Thursday, November 15, 2018

The Outlaw's Daughter (Marrying a Marshall #3), by Natalie Dean

Kenzo Publishing, November 2018

Ella Jenkins left her outlaw family because she couldn't accept being part of a criminal gang. She wanted a quiet, and law-abiding, life. She settled in Cypress Creek, with Meg, a woman she met who had set out to be a mail-order bride and been unceremoniously stood up by her intended groom. She's working as a seamstress for the local tailor, who is kind, but with Meg's income, together they can just about pay the rent on their cabin and buy food.

Then Meg connects with another mail-order groom.

And Hank Fulton, senior of the three US Marshals in Cypress Creek, knocks on their door and tells her he knows her name is Jenkins, not Jones, and that he wants her to help infiltrate the gang now run by her brother, Ezra.
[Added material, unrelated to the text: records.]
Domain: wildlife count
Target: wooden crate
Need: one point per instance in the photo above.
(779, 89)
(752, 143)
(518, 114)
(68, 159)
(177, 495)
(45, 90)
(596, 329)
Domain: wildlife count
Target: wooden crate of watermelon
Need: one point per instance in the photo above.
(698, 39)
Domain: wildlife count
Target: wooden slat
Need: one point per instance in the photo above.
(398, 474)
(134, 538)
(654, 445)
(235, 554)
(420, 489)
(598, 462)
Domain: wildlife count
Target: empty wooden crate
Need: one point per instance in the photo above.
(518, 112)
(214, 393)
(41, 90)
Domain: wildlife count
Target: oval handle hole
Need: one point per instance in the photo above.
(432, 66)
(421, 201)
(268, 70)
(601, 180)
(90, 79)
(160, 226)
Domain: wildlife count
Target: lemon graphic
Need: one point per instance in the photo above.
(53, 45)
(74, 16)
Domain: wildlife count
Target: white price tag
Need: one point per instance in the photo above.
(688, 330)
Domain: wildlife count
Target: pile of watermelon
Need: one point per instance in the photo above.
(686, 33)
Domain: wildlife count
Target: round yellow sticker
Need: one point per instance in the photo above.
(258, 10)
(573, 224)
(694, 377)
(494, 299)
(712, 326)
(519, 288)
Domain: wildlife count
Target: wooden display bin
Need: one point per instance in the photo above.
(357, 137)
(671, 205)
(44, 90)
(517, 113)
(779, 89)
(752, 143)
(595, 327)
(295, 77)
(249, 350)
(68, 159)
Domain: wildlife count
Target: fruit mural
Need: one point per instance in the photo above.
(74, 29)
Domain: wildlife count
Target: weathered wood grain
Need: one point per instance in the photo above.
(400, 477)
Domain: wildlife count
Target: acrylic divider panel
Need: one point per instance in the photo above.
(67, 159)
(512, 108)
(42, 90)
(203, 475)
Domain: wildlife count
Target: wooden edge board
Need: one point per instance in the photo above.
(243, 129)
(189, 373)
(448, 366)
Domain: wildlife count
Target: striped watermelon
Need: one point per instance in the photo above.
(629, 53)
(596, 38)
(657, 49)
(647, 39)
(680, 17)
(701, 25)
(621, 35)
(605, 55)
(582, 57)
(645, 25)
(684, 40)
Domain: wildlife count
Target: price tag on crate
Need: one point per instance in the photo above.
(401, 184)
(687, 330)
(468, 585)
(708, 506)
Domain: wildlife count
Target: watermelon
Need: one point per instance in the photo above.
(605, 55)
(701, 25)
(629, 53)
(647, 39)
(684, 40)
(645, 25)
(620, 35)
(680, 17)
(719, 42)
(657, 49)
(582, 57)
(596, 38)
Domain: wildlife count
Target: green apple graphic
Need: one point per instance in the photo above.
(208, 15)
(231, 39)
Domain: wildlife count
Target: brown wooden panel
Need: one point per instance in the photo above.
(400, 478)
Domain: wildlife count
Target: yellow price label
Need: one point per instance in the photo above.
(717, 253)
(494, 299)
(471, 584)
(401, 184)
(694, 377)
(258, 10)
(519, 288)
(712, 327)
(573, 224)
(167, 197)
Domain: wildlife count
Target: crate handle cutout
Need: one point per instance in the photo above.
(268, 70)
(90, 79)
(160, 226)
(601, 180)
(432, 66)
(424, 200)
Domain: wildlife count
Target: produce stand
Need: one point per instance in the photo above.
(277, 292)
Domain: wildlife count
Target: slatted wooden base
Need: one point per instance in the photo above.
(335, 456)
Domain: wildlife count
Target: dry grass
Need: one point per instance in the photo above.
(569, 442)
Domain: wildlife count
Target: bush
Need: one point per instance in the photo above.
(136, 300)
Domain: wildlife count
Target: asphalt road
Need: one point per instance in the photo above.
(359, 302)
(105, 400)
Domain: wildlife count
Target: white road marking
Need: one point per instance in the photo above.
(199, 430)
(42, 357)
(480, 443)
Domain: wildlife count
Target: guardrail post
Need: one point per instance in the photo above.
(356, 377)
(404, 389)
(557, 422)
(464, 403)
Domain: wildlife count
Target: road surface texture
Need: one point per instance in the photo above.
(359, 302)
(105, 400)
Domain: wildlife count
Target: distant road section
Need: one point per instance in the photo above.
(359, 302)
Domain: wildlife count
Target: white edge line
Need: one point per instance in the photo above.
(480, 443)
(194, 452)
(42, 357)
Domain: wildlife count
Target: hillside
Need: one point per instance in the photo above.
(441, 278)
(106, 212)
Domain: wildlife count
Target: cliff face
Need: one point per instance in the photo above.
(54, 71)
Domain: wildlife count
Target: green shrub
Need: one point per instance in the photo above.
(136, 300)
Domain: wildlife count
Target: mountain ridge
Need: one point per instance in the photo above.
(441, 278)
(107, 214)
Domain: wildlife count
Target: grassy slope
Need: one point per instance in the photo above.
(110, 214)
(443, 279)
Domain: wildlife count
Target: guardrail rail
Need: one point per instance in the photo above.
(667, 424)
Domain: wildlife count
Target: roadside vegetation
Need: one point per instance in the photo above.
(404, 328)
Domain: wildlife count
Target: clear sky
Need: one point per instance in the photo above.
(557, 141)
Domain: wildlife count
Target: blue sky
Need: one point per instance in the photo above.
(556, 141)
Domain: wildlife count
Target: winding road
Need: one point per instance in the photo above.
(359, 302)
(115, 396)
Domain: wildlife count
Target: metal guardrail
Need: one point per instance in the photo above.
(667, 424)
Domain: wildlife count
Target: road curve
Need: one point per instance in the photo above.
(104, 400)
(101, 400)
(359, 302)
It's a hard choice for Ella to make. She'd rather forget she was ever a Jenkins, she doesn't want to actively betray her brother, and she does want the Marshals to keep making the region safer.

It's a satisfying romance, and the characters are interestingly complex, with the conflicting motives that plague real human beings on a daily basis.

Recommended.

I received a free electronica galley from the author, and am reviewing it voluntarily.